MEDIA RELEASE: NEW MINISTER, SAME BLACK HOLE: ANSWERS & ACTION REQUIRED ON CITIZENSHIP DELAYS
TONY BURKE MP
SHADOW MINISTER FOR THE ENVIRONMENT AND WATER
SHADOW MINISTER FOR CITIZENSHIP AND MULTICULTURAL AUSTRALIA
SHADOW MINISTER FOR THE ARTS
MEMBER FOR WATSON
JULIAN HILL MP
MEMBER FOR BRUCE
NEW MINISTER, SAME BLACK HOLE: ANSWERS & ACTION REQUIRED ON CITIZENSHIP DELAYS
The new Minister for Citizenship, David Coleman, must urgently explain what steps he will take to clear the massive back log of citizenship applications.
Unpublished information obtained from the Department of Home Affairs shows that the backlog of Australian permanent residents stuck, their lives in limbo, has ballooned to a record high of 242,606 people.
Fairfax Media recently reported mysterious changes in approval rates for certain groups that the Minister must explain – everyone living in Australia has a right to be treated fairly under the law.

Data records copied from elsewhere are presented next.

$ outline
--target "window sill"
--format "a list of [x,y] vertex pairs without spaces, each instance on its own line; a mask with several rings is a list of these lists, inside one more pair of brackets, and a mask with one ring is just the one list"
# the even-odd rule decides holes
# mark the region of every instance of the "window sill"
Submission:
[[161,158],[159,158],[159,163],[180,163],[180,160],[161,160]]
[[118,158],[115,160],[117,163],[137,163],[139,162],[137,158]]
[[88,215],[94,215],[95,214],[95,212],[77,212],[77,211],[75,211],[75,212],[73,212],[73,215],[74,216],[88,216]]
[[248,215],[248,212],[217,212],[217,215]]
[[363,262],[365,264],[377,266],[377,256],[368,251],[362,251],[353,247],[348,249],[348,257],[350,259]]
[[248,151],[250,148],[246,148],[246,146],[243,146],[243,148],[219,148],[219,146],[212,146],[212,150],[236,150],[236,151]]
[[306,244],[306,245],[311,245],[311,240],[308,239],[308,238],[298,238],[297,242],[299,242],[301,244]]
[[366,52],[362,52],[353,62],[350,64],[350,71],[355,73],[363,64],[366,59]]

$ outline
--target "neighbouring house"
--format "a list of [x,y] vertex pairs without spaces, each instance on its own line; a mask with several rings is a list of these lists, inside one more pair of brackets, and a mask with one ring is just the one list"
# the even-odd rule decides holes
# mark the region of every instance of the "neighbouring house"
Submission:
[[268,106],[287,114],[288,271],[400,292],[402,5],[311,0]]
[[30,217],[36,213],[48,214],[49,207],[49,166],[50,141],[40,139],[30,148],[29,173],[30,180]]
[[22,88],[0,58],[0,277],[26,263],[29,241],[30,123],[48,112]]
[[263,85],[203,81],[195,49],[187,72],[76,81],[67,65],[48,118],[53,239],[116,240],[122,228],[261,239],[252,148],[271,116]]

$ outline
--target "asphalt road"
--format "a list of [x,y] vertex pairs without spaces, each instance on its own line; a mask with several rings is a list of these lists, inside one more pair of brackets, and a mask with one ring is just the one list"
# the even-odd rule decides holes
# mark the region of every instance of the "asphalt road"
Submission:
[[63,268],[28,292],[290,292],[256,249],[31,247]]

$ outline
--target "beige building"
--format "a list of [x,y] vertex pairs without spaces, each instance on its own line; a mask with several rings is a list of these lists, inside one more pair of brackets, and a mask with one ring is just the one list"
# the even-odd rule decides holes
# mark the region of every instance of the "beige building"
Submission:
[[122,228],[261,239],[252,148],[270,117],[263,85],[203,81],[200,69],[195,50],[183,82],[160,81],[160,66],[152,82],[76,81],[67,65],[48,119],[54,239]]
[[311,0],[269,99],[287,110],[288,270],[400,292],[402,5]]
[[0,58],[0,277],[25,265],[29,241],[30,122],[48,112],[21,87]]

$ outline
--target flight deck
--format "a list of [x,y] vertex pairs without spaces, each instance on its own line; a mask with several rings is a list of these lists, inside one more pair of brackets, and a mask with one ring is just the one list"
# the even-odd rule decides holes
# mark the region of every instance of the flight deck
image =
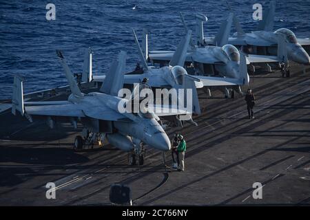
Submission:
[[[132,188],[134,205],[309,205],[310,67],[291,68],[290,78],[280,71],[250,76],[257,100],[253,120],[244,96],[227,99],[216,91],[209,97],[198,90],[198,126],[166,130],[187,142],[184,172],[169,168],[171,151],[163,157],[147,149],[143,166],[128,165],[127,153],[109,144],[74,152],[81,125],[57,123],[51,129],[44,120],[30,123],[13,116],[3,100],[0,205],[108,206],[114,183]],[[45,197],[48,182],[56,186],[55,199]],[[262,199],[252,196],[256,182],[262,184]]]

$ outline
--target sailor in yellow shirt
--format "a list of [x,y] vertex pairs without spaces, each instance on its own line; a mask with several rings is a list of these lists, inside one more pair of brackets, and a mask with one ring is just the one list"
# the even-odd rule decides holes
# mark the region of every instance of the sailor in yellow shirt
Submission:
[[178,167],[178,171],[184,171],[185,164],[184,164],[184,158],[185,157],[185,151],[186,151],[186,142],[184,140],[184,138],[182,135],[178,135],[178,140],[180,141],[180,144],[178,146],[178,158],[180,160],[180,165]]

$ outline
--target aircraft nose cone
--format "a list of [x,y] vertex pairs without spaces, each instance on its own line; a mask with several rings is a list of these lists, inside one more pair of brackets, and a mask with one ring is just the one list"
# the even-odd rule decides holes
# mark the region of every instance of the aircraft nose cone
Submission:
[[156,133],[153,136],[153,147],[159,151],[170,150],[170,140],[166,133]]
[[300,63],[303,64],[309,64],[310,63],[310,57],[309,56],[308,54],[304,52],[300,52]]
[[298,49],[298,51],[296,54],[297,63],[302,64],[309,64],[310,57],[309,54],[302,47],[300,47],[300,48]]

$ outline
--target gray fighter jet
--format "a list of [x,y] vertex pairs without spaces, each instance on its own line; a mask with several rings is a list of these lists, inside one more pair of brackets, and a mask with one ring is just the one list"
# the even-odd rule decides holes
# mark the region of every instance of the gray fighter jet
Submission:
[[[185,31],[188,31],[183,14],[180,13],[182,22]],[[238,49],[228,44],[228,39],[233,22],[234,14],[230,13],[227,19],[222,23],[216,36],[212,39],[211,45],[207,45],[203,32],[203,23],[207,21],[202,14],[196,15],[196,43],[191,41],[191,47],[187,54],[186,61],[194,63],[197,67],[197,72],[202,74],[219,74],[221,76],[238,78],[239,72],[240,54]],[[285,39],[279,38],[279,44],[285,43]],[[169,51],[151,51],[149,54],[152,63],[167,62],[171,59],[172,53]],[[285,62],[287,58],[286,51],[279,48],[277,56],[246,55],[247,64],[257,64],[262,63]],[[250,65],[252,72],[255,72],[253,65]],[[242,82],[240,85],[244,85]]]
[[[249,54],[276,55],[277,47],[279,47],[278,36],[283,36],[289,60],[298,63],[309,65],[310,57],[302,45],[310,45],[309,38],[297,38],[295,34],[287,28],[280,28],[273,31],[276,1],[270,2],[269,8],[266,10],[260,21],[258,30],[245,33],[239,23],[236,15],[234,15],[234,24],[237,32],[229,37],[228,43],[240,48]],[[214,38],[204,38],[204,45],[214,45]]]
[[[241,56],[240,65],[238,64],[238,74],[235,75],[236,77],[211,77],[205,76],[191,76],[187,74],[187,71],[183,68],[185,62],[187,58],[187,50],[189,44],[191,41],[192,31],[188,31],[186,36],[185,36],[180,42],[177,50],[171,54],[169,58],[169,65],[161,68],[158,68],[153,66],[148,66],[146,62],[146,56],[147,55],[147,40],[144,38],[145,43],[143,50],[140,47],[136,34],[134,31],[134,39],[137,45],[141,61],[143,64],[143,73],[141,74],[125,74],[124,78],[125,84],[134,84],[142,81],[144,78],[149,78],[148,84],[152,87],[164,87],[164,88],[178,88],[182,87],[183,79],[185,80],[194,80],[196,88],[201,88],[203,87],[238,87],[239,85],[247,85],[249,82],[249,75],[247,72],[247,65],[245,58]],[[143,54],[145,52],[145,55]],[[228,48],[227,48],[228,51]],[[226,62],[229,62],[229,58],[224,51],[219,52],[219,56],[222,56]],[[240,54],[238,52],[236,56],[238,58]],[[234,54],[230,54],[235,56]],[[231,64],[232,65],[232,64]],[[88,78],[88,82],[92,80],[96,82],[104,82],[105,76],[90,76],[88,77],[83,77],[83,78]],[[238,89],[238,88],[236,89]],[[228,92],[228,91],[227,91]],[[196,96],[196,89],[193,89],[193,94]],[[199,102],[195,98],[193,98],[193,113],[200,114],[200,110],[199,107]]]
[[[88,50],[84,72],[92,72],[90,50]],[[19,111],[22,116],[32,122],[32,116],[48,118],[51,127],[56,118],[65,118],[71,121],[74,127],[81,122],[84,126],[82,135],[76,137],[75,150],[86,148],[105,138],[114,146],[122,151],[132,151],[130,163],[134,164],[138,157],[141,164],[144,161],[144,144],[160,151],[170,149],[170,141],[162,126],[158,116],[186,114],[185,111],[172,113],[171,107],[156,107],[155,111],[138,113],[125,112],[118,109],[119,104],[126,105],[130,100],[118,97],[118,91],[123,86],[123,72],[126,53],[121,52],[117,60],[112,64],[110,72],[102,85],[101,92],[83,94],[77,86],[61,52],[57,56],[65,70],[72,94],[68,100],[47,102],[24,102],[23,80],[14,78],[12,113]],[[169,108],[169,109],[165,109]],[[165,111],[166,110],[166,111]],[[170,110],[170,111],[169,111]]]

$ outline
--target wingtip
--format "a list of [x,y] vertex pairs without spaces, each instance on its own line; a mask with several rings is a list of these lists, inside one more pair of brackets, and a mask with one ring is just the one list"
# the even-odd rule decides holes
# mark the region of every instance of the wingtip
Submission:
[[61,59],[63,59],[63,52],[61,52],[61,50],[56,50],[56,54],[57,54],[57,56],[59,57]]

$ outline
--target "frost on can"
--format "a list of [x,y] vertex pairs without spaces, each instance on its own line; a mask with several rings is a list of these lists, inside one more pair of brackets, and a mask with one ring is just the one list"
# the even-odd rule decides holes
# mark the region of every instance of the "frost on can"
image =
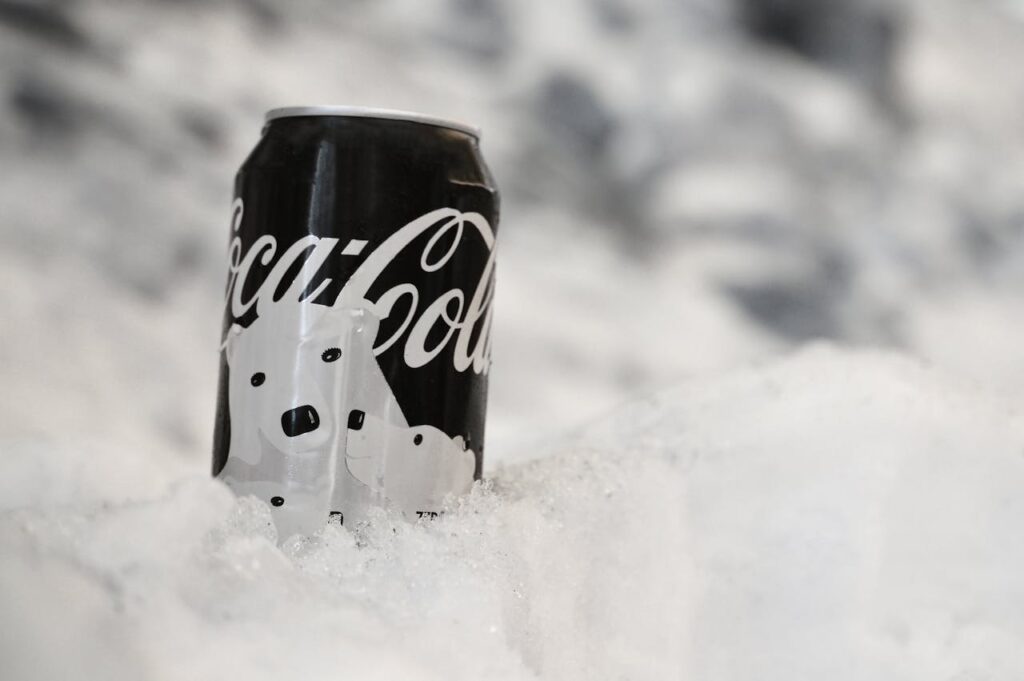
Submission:
[[476,131],[275,110],[236,179],[213,473],[281,537],[479,478],[498,191]]

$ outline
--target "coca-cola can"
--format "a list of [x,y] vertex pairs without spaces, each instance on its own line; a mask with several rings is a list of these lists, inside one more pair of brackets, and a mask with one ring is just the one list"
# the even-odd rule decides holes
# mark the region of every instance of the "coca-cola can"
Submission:
[[480,477],[498,190],[475,128],[276,109],[236,178],[213,474],[279,536]]

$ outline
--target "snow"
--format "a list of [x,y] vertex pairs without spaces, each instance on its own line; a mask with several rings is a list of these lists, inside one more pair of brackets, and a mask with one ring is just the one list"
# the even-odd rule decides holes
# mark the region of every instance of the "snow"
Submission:
[[[1021,3],[752,3],[0,2],[0,678],[1024,677]],[[279,546],[216,347],[310,102],[483,128],[487,483]]]
[[1018,678],[1022,453],[1018,409],[828,346],[624,406],[439,520],[280,548],[203,471],[142,498],[79,475],[137,453],[83,449],[0,481],[0,675]]

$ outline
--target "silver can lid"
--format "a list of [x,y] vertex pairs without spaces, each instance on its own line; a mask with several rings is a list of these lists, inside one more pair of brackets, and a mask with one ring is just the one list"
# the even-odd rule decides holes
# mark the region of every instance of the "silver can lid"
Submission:
[[450,128],[465,132],[477,139],[480,138],[480,129],[450,121],[436,116],[417,114],[415,112],[402,112],[393,109],[373,109],[369,107],[284,107],[282,109],[271,109],[266,113],[264,120],[269,123],[279,118],[295,118],[298,116],[341,116],[346,118],[381,118],[389,121],[412,121],[413,123],[424,123],[440,128]]

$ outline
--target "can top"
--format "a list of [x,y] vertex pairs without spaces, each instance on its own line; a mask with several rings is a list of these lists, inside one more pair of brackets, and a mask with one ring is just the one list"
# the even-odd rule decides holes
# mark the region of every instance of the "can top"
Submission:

For example, for Australian permanent residents who were born in China:
- in the last five years there was a 72% average approval rate, as compared to applications lodged, yet
- the available data for 2017/18 shows approvals have suddenly plummeted with less than 20% approved as compared to applications lodged.
Despite the mounting evidence that something is seriously wrong, no adequate explanation has been given as to the growing queue and delays.
While the Turnbull government was falling to pieces, the previous Minister Alan Tudge gave a unnoticed train wreck interview on ABC radio tried to claim there was a “massive spike in applications over the last few years”.
Yet that's just not true: the official data shows a steady, normal increase on average over five years of 7.3% each year.
The only spike is in the queue of people in the black hole of the department.
Since the 2016 Federal Election alone this is a 428% increase in the queue despite only a 21% increase in the number of applications lodged.
Over the last four years, the number of applications for citizenship lodged by humanitarian arrivals has dropped 21%, and in 2017/18 only 3.9% of conferrals approved were for humanitarian arrivals.
The scandal continues to grow, communities are hurting and the new Minister’s first priority must be to explain what he will do to fix this mess.